This paper introduces the method and results of displaying, enhancing and interpreting aeromagnetic, aeroradiometric and avionics data in Hami mound survey area of Xinjiang by using digital image processing technology. The image restoration technology studied effectively eliminates the stripe noise caused by the change of atmospheric background in airborne data; This method is also suitable for the pretreatment of avionics data. Through research, three-element image, two-element image, ratio image, divergence image, stereoscopic shadow image, first or second derivative image, local adaptive enhanced image, rose image, gray level segmentation, K-L transform and YIQ—RGB transform are used to extract three aspects of geological information: ① structural features; ② Lithologic mapping; ③ Prospecting anomalies.
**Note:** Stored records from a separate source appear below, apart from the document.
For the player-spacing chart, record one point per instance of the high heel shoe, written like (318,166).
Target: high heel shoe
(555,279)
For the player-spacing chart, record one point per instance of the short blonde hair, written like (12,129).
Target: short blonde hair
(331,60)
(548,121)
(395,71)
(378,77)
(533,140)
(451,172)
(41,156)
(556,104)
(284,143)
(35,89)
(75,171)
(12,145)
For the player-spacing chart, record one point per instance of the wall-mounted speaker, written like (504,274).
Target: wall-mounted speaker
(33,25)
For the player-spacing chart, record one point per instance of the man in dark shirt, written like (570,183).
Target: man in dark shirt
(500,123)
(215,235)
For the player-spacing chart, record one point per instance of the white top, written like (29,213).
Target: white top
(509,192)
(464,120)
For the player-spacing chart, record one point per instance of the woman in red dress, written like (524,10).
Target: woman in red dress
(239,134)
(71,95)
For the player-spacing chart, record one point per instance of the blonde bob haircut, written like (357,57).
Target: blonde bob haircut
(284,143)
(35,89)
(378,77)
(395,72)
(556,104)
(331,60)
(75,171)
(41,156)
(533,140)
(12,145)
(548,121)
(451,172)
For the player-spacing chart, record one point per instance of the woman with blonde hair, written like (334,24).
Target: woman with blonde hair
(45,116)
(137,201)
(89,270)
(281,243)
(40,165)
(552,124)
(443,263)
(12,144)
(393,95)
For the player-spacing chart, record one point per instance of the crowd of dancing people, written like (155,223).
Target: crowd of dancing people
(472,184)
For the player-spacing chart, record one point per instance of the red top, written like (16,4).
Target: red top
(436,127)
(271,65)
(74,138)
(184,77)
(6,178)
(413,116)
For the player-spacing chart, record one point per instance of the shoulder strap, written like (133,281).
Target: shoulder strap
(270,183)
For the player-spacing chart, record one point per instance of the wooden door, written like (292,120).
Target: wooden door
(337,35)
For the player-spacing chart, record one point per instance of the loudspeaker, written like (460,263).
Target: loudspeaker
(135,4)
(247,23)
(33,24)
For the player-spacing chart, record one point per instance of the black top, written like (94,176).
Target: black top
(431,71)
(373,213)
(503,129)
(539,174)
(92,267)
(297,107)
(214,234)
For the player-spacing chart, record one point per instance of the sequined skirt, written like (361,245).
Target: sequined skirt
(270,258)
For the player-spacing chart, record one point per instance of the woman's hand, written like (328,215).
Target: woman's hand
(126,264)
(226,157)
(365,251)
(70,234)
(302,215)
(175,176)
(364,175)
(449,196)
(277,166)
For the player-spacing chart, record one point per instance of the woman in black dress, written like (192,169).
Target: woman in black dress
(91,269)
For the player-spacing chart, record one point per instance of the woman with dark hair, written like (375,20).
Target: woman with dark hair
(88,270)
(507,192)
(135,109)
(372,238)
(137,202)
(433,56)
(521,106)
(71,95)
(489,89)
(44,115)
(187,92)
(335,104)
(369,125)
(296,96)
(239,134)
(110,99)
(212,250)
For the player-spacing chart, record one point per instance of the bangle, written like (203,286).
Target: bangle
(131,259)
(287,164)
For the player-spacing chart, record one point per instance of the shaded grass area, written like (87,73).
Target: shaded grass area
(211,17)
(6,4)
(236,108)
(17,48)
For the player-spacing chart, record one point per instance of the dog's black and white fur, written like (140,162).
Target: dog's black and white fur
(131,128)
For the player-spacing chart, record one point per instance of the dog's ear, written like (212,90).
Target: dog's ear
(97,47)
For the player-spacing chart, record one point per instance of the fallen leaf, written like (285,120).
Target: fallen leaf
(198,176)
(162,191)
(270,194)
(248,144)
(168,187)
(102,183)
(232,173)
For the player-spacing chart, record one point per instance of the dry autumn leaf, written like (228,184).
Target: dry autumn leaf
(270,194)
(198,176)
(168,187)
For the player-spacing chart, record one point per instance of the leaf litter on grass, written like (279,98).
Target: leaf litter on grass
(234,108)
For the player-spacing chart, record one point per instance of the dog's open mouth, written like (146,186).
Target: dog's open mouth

This work shows the charm of digital image processing technology in displaying and interpreting aviation geophysical data, which has three characteristics: fast, intuitive and easy to synthesize.

I. Introduction

In the field of earth science, digital image processing was originally mainly used for remote sensing. Geophysicists have realized that any spatially varying geophysical data can be displayed and interpreted by digital image processing technology. The parameters used in this work are: airborne radioactivity (total track of potassium, thorium, uranium and TC), aeromagnetism, three-frequency avionics (three frequencies of 520Hz, 2020Hz and 8020Hz, real part and imaginary part) and false color images of satellite photos as reference.

The high-sensitivity integrated aerial survey system used in flight consists of the following equipment: two boxes of NaI crystals with a total volume of 32000cm3, proton precession magnetometer with a sensitivity of 0.5nT and Tridem electromagnetic system. The flying height is 75m, and the measuring scale is 1 ∶ 25000. The variation ranges of potassium content, thorium content and uranium content in this investigation area are 0 ~ 4.6%, 0 ~ 47 ppm and 0 ~ 9. 1ppm respectively. The relative dynamic range of magnetic field is 3540 nT.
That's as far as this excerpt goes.